En la segunda semana de septiembre Joseph acudió a Elizabeth. Tendió ella mudamente sus brazos hacia él, lo bastante sagaz para no llorar, no preguntar, no reprochar, ni aun consolar. Le llevó hasta su cama casi sin hablar, enlazándole apretadamente y besándole sin decir nada. Yació entre sus brazos y sintió su amor, su dolor y su angustia, y le tocó gentilmente…, y siguió sin decir nada. Tuvo la sabiduría de una mujer completamente enamorada, pidiendo sólo dar. Era suficiente que él hubiese regresado. No necesitaba nada más.

Casi está amaneciendo cuando él dijo abruptamente:

—Ya te lo pregunté antes, Elizabeth. ¿Crees en maldiciones?

Ella replicó de inmediato:

—No. Si te refieres a calamidades familiares…, suceden en todas las familias, sin maldiciones, más tarde o temprano. Creo en un Dios misericordioso, que no permitiría a ninguno de sus hijos maldecir a sus otros hijos. «La venganza es mía», dijo el Señor. «Yo pagaré en la misma moneda».
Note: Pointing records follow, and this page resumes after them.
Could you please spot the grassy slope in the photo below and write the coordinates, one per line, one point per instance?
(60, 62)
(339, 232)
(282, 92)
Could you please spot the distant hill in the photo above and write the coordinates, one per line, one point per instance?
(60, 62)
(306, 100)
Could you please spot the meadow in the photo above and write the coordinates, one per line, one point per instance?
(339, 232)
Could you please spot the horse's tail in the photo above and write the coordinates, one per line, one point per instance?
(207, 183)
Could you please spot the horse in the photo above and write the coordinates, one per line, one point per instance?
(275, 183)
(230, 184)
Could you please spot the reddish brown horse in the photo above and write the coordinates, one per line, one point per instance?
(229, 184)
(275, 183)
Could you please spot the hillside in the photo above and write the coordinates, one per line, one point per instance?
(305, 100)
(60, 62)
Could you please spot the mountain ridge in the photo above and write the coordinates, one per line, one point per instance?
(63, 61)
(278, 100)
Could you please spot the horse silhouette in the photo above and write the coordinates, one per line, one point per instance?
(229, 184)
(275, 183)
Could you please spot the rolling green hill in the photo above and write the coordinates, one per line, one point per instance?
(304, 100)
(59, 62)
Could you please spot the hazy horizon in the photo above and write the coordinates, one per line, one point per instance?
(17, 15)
«Esto es lo que me temo», pensó Joseph, el alambicado celta que no creía en Dios. Intentó sonreírle a Elizabeth a la luz gri-sazul del amanecer.

—No te pongas mística conmigo, Lizzie. No existe ninguna «venganza» oculta.
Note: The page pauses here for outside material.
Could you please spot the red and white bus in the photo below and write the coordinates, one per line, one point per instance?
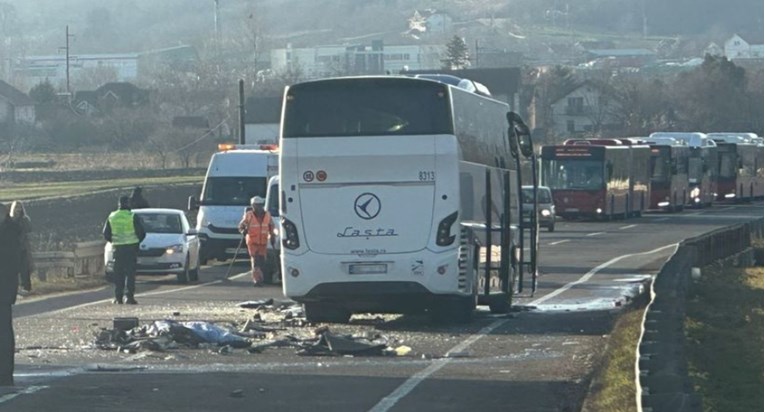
(597, 178)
«Entonces, ¿por qué lo preguntaste?», le preguntó Elizabeth silenciosamente. Le besó con suavidad, diciéndole:

—No soy supersticiosa, ni tampoco lo eres tú, amor mío.

No hablaron de sus familias. Joseph no indagó nada acerca de Courtney. Elizabeth tenía a Joseph en sus brazos y sentía que estaba en posesión de todo lo que era su mundo. Pero un hombre con una mujer no sentía tal cosa. Esto lo sabía ella. Le bastaba a ella amar y ser amada pero un hombre nunca entregaba por entero su corazón al amor y éste era un hecho contra el cual ninguna mujer inteligente se oponía.
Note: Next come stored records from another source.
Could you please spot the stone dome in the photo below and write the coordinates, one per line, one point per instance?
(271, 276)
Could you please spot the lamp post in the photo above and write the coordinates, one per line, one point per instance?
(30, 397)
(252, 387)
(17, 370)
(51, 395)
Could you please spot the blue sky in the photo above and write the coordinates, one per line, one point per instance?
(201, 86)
En Filadelfia, Joseph leyó los informes recogidos por Charles Deveraux y sus investigadores con referencia a su hijo Rory, y experimentó una fría cólera ultrajada. Aquel maldito cerdo joven, reservado, marrullero. ¿Por qué se habría casado con la muchacha? Sin duda alguna ella era de una familia notable y aristocrática, de mucha fortuna y posición. Pero ¿por qué se habría casado con ella saboteando así su futuro?

—Es mi impresión que Rory sale beneficiado —dijo Charles mirando a Joseph con un matiz curiosamente remoto en sus grises ojos—. Marjorie Chisholm tiene antecedentes impecables. Se casaron secretamente a causa de la posible oposición de sus familias. No voy a sondear ni discutir las razones que pudiera tener Rory para temer que usted se opusiera al matrimonio. Conozco las razones del señor Albert Chisholm. Yo opino que el matrimonio debería ser revelado. No le hará el menor daño a Rory. Por el contrario podría hacerle mucho bien…, estar casado con la hija de una distinguida familia de Boston.

—No lo comprenderías —dijo Joseph—. Él va a casarse con la hija del embajador, Claudia Worthington, que está emparentada con la familia real británica.

Charles dijo:

—En efecto, no lo comprendo. —Pero sí que lo comprendía. También él pertenecía parcialmente a una casta oprimida que anhelaba a la vez la justificación y la retribución.

—Solicita por escrito una cita para mí con Albert Chisholm, confidencialmente —dijo Joseph—. Mientras tanto, convence al pastor que los casó y al secretario de ayuntamiento que registró el matrimonio. Ya sabes lo que tienes que hacer, Charles.

Desgraciadamente Charles sabía perfectamente lo que tenía que hacer. No le agradaba ni lo aprobaba. Pero era hijo de su padre y había otras cosas a tomar en consideración además del sentimentalismo y lo que los hombres llamaban «amor».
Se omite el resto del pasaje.